En algunos casos, la extirpación del tumor estará guiada por inmunoterapia, cuyo éxito depende de un sistema inmunitario intacto. «Nuestros sellos sugieren que, al menos en algunos pacientes, el sistema inmunológico sigue comprometido tras la extirpación del tumor, lo que probablemente les produzca los efectos beneficiosos de la inmunoterapia», afirmó Zhang.
Nuestra investigación sugiere una nueva modalidad de tratamiento que es muy diferente de la actual estratagia.
Además, los hallazgos tienen implicaciones para la metástasis. La metástasis puede surgir años o incluso décadas después de la extirpación quirúrgica del tumor, sembrada por las células cancerosas que quedan residuos tras la intervención. “Un efecto inmunosupresor persistente en la operación puede crear un entorno favorable para la proliferación y metástasis de células cancerosas residuales”, dice Hao.
Los investigadores también identificaron la proteína MMP-13 como un mediador esencial de la diafonía entre las células osteoprogenitoras y las MMP. “Demostramos que eliminando o inhibiendo la MMP-13 podemos acelerar la recuperación del sistema inmunológico y restaurar la eficacia de la inmunoterapia”, dijo Hao.

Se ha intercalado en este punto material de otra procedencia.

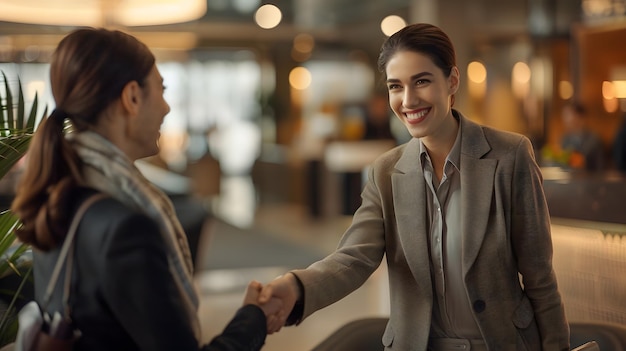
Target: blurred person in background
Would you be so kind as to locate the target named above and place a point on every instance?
(459, 213)
(583, 146)
(132, 286)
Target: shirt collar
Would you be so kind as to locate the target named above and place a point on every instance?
(454, 156)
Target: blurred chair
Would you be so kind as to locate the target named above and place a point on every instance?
(358, 335)
(365, 335)
(609, 336)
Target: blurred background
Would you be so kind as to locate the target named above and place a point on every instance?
(278, 108)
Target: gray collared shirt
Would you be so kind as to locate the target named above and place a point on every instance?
(452, 313)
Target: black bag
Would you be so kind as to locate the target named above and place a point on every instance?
(38, 331)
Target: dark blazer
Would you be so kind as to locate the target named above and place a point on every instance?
(123, 294)
(506, 238)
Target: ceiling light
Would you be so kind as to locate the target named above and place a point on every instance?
(101, 12)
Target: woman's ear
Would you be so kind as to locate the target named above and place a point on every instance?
(454, 80)
(131, 97)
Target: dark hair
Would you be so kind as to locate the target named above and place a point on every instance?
(89, 69)
(423, 38)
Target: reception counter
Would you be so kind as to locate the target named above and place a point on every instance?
(597, 197)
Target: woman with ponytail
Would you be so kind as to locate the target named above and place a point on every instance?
(132, 285)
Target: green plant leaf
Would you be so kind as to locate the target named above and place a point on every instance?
(16, 131)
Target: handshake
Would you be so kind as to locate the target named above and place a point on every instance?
(277, 299)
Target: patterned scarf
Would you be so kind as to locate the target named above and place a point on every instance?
(109, 170)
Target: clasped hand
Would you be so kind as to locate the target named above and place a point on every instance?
(277, 299)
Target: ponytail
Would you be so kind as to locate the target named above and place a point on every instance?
(52, 171)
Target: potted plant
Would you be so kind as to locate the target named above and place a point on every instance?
(17, 126)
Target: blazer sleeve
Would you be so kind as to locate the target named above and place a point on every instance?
(532, 243)
(142, 293)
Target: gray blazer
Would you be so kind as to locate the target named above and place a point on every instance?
(506, 239)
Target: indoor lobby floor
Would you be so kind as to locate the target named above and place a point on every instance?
(290, 224)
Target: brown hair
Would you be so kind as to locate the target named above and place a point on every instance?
(423, 38)
(88, 72)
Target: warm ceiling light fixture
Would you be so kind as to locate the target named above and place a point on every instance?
(101, 12)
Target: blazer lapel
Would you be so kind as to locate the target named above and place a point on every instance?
(409, 204)
(477, 177)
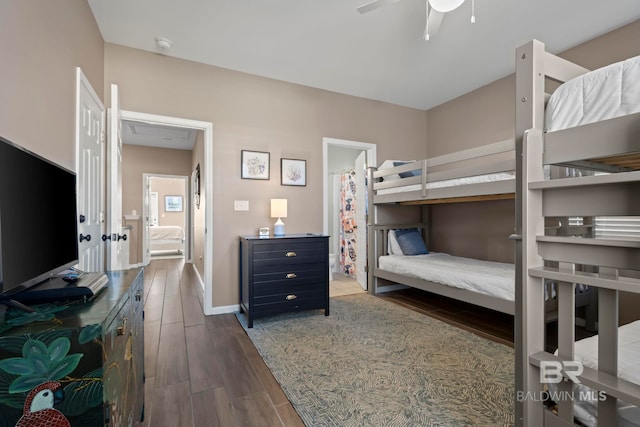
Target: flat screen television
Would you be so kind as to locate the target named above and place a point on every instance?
(38, 228)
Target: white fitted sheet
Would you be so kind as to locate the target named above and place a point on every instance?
(485, 277)
(586, 351)
(500, 176)
(601, 94)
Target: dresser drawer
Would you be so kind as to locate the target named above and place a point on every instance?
(267, 272)
(286, 287)
(299, 299)
(288, 253)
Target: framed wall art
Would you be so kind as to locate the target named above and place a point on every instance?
(254, 164)
(173, 203)
(293, 172)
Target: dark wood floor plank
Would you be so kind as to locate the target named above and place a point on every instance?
(151, 341)
(159, 282)
(204, 370)
(172, 406)
(153, 305)
(172, 366)
(148, 399)
(255, 407)
(289, 416)
(192, 310)
(268, 382)
(172, 309)
(213, 408)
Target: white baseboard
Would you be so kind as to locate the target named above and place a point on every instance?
(225, 309)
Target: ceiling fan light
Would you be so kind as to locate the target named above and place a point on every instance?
(445, 5)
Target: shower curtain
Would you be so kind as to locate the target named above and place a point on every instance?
(348, 223)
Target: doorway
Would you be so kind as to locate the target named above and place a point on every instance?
(344, 193)
(169, 210)
(202, 267)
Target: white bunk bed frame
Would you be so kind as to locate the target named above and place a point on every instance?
(496, 158)
(606, 195)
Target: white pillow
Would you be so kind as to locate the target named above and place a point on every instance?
(389, 164)
(393, 247)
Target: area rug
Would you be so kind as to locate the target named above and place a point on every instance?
(375, 363)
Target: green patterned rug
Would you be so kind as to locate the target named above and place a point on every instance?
(375, 363)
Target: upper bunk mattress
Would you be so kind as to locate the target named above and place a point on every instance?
(601, 94)
(477, 179)
(485, 277)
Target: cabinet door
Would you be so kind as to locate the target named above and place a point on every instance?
(136, 379)
(118, 340)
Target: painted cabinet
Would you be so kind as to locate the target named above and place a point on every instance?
(76, 363)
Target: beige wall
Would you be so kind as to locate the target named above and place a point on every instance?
(41, 44)
(255, 113)
(169, 187)
(488, 115)
(138, 160)
(199, 211)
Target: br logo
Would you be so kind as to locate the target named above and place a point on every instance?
(551, 371)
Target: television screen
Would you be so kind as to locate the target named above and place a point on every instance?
(38, 229)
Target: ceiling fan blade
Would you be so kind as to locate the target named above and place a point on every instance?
(375, 4)
(433, 25)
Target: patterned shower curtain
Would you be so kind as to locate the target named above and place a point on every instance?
(348, 223)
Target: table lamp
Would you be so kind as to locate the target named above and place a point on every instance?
(278, 210)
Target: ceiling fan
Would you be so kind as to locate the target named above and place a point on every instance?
(435, 10)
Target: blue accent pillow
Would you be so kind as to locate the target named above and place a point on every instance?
(415, 172)
(410, 241)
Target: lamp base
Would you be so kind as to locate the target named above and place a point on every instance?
(278, 228)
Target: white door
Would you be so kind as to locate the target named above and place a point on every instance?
(147, 216)
(153, 208)
(361, 219)
(115, 253)
(90, 174)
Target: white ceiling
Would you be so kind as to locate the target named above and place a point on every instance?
(379, 55)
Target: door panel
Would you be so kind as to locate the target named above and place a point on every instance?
(90, 174)
(115, 253)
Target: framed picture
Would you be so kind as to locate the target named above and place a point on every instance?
(293, 172)
(173, 203)
(255, 165)
(196, 186)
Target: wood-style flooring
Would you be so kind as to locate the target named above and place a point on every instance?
(204, 371)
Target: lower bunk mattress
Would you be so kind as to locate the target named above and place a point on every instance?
(496, 279)
(486, 277)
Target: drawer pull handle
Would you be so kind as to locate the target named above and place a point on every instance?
(120, 329)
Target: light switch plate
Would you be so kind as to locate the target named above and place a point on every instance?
(241, 205)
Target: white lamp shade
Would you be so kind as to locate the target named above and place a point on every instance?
(278, 208)
(445, 5)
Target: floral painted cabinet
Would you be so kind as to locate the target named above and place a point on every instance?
(77, 363)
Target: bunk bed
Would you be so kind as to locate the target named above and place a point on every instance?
(591, 122)
(478, 174)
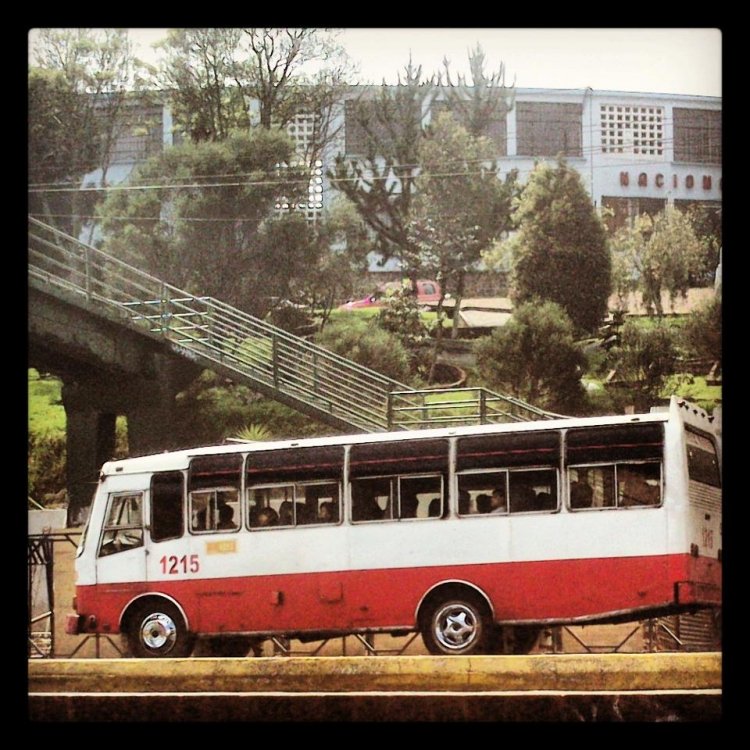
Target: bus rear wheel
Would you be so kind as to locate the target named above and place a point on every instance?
(157, 630)
(457, 626)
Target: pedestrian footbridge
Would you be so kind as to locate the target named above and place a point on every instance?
(217, 336)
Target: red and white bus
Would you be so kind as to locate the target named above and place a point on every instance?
(593, 520)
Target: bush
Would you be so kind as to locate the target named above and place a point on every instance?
(46, 465)
(645, 358)
(366, 343)
(702, 331)
(534, 357)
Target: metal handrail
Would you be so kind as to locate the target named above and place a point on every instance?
(212, 332)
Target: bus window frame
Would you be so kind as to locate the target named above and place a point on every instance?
(616, 505)
(126, 527)
(181, 535)
(471, 472)
(398, 478)
(294, 486)
(507, 471)
(555, 470)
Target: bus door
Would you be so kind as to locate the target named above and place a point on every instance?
(704, 492)
(166, 527)
(121, 552)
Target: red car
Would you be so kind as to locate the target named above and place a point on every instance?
(428, 292)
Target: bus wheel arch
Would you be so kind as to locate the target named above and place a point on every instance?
(156, 627)
(455, 618)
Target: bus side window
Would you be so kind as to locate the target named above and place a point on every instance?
(638, 485)
(123, 527)
(533, 490)
(167, 516)
(591, 487)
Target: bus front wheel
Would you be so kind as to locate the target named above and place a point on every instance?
(458, 626)
(157, 630)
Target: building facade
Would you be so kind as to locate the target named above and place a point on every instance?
(636, 152)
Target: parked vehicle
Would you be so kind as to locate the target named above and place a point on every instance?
(476, 537)
(428, 292)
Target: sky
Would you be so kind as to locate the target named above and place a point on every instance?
(652, 60)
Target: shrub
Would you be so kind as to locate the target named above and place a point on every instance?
(46, 465)
(366, 343)
(534, 357)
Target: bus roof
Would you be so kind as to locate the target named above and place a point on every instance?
(179, 459)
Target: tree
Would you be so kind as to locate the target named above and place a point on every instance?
(656, 256)
(344, 243)
(460, 208)
(480, 106)
(385, 131)
(199, 70)
(79, 105)
(706, 223)
(702, 331)
(366, 343)
(227, 78)
(62, 145)
(200, 230)
(534, 357)
(560, 251)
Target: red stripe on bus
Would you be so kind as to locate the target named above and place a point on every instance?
(345, 601)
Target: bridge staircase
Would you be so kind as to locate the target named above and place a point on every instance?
(217, 336)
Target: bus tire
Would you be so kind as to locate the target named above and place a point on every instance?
(157, 630)
(457, 625)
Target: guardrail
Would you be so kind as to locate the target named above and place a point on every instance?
(212, 333)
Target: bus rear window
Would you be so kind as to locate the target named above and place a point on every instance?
(703, 463)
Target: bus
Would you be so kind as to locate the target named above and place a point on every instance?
(474, 537)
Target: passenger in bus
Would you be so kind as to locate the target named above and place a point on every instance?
(285, 513)
(637, 491)
(267, 517)
(484, 503)
(367, 509)
(498, 503)
(409, 505)
(522, 499)
(581, 495)
(545, 501)
(226, 517)
(327, 513)
(464, 502)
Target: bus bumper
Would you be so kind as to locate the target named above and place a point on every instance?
(78, 624)
(693, 592)
(73, 624)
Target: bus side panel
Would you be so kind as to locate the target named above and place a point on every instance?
(388, 598)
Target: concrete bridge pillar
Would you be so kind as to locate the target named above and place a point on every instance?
(90, 441)
(92, 403)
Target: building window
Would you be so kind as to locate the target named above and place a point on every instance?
(497, 126)
(139, 136)
(623, 211)
(302, 129)
(549, 129)
(636, 131)
(697, 135)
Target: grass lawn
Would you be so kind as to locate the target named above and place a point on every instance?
(46, 412)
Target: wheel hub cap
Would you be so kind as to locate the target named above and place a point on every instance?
(455, 627)
(159, 632)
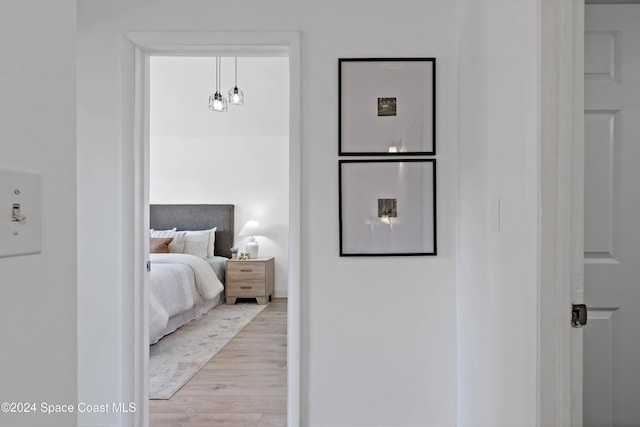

“Nuestras hallazgos sugirieron una nueva modalidad de tratamiento muy diferente a la estratagia actual. No va a las células cancerosas, no va a las células T inmunitarias que atacan a las células cancerosas, va a todas las organizaciones. Se trata de eliminar una especie de sombra proyectada sobre todo el sistema inmunológico”, explica Zhang. “¿Estás solo? el principio de una serie de estudios sobre cómo los tumores alteran todas las organizaciones. Nuestros hallazgos respaldan la continuación de nuestra investigación en este camino, y esperamos que conduzca a la identificación de tratamientos mejorados para los pacientes de cáncer”.